Sarcomatoid renal cell carcinoma is associated with poor prognosis. Data regarding outcome in the targeted therapy era are lacking.
Patients and Methods
Clinical, prognostic, and treatment parameters in metastatic renal cell carcinoma patients with and without sarcomatoid histology treated with targeted therapy were retrospectively analyzed.

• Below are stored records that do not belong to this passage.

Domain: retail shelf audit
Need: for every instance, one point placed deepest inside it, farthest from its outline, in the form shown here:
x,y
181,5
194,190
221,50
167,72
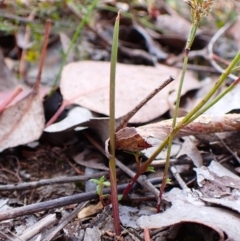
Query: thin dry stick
x,y
65,221
45,182
55,203
123,121
43,55
228,148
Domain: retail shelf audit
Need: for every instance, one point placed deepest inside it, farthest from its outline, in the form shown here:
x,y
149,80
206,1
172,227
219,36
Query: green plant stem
x,y
184,121
73,40
170,140
220,96
112,164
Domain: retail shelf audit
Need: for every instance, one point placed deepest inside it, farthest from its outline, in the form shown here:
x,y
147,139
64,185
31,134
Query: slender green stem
x,y
191,113
112,164
73,40
208,106
187,49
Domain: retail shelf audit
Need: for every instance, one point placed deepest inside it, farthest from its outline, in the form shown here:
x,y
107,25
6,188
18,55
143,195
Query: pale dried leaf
x,y
91,159
229,102
175,148
160,130
87,83
219,188
76,116
22,123
218,219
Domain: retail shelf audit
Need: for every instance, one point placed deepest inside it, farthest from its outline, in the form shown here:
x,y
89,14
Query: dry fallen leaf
x,y
87,83
22,122
187,208
219,186
90,210
189,148
205,124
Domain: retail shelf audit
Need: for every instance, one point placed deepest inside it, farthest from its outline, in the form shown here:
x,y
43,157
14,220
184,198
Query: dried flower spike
x,y
200,8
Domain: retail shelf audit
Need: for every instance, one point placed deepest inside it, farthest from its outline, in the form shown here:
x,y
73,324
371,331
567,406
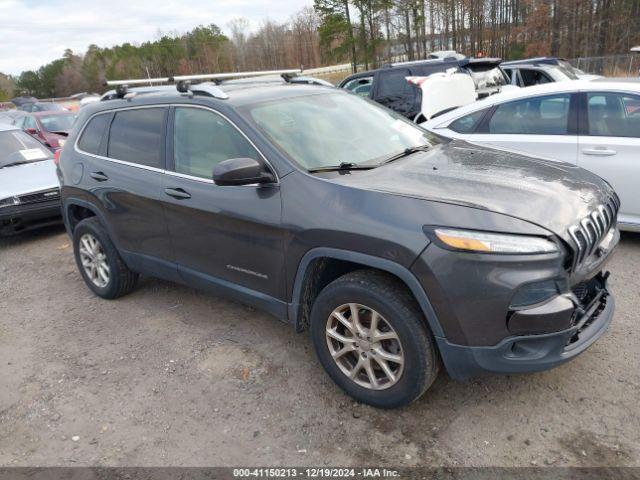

Two thousand two hundred eighty-six patients were identified (sRCC: n = 230 and non-sRCC: n = 2056). sRCC patients had significantly worse IMDC prognostic criteria compared with non-sRCC (11% vs. 19% favorable risk; 49% vs. 57% intermediate risk, and 40% vs. 24% poor risk;P < .0001). Time from original diagnosis to relapse (excluding synchronous metastatic disease) was shorter in the sRCC group (18.8 vs. 42.9 months;P < .0001). There was no significant difference in the incidence of central nervous system metastases (6%-8%) or underlying clear cell histology (87%-88%). More than 93% of patients received VEGF inhibitors as first-line therapy; objective response was less common in sRCC whereas primary refractory disease was more common (21% vs. 26% and 43% vs. 21%;P < .0001, for both). sRCC patients had significantly less use of second- (P = .018) and third-line (P < .0001) systemic therapy. The median progression-free survival (PFS)/overall survival (OS) was 4.5/10.4 months in sRCC patients and 7.8/22.5 months in non-sRCC patients (P < .0001 for both). Sarcomatoid histology was associated with a significantly worse PFS and OS after adjusting for individual IMDC risk factors in multivariable analysis (hazard ratio, 1.5;P < .0001 for both).
Patients with sRCC have a shorter time to relapse, worse baseline prognostic criteria, and worse clinical outcome with targeted therapy. Additional insight into the biology of sRCC is needed to develop alternative therapeutics.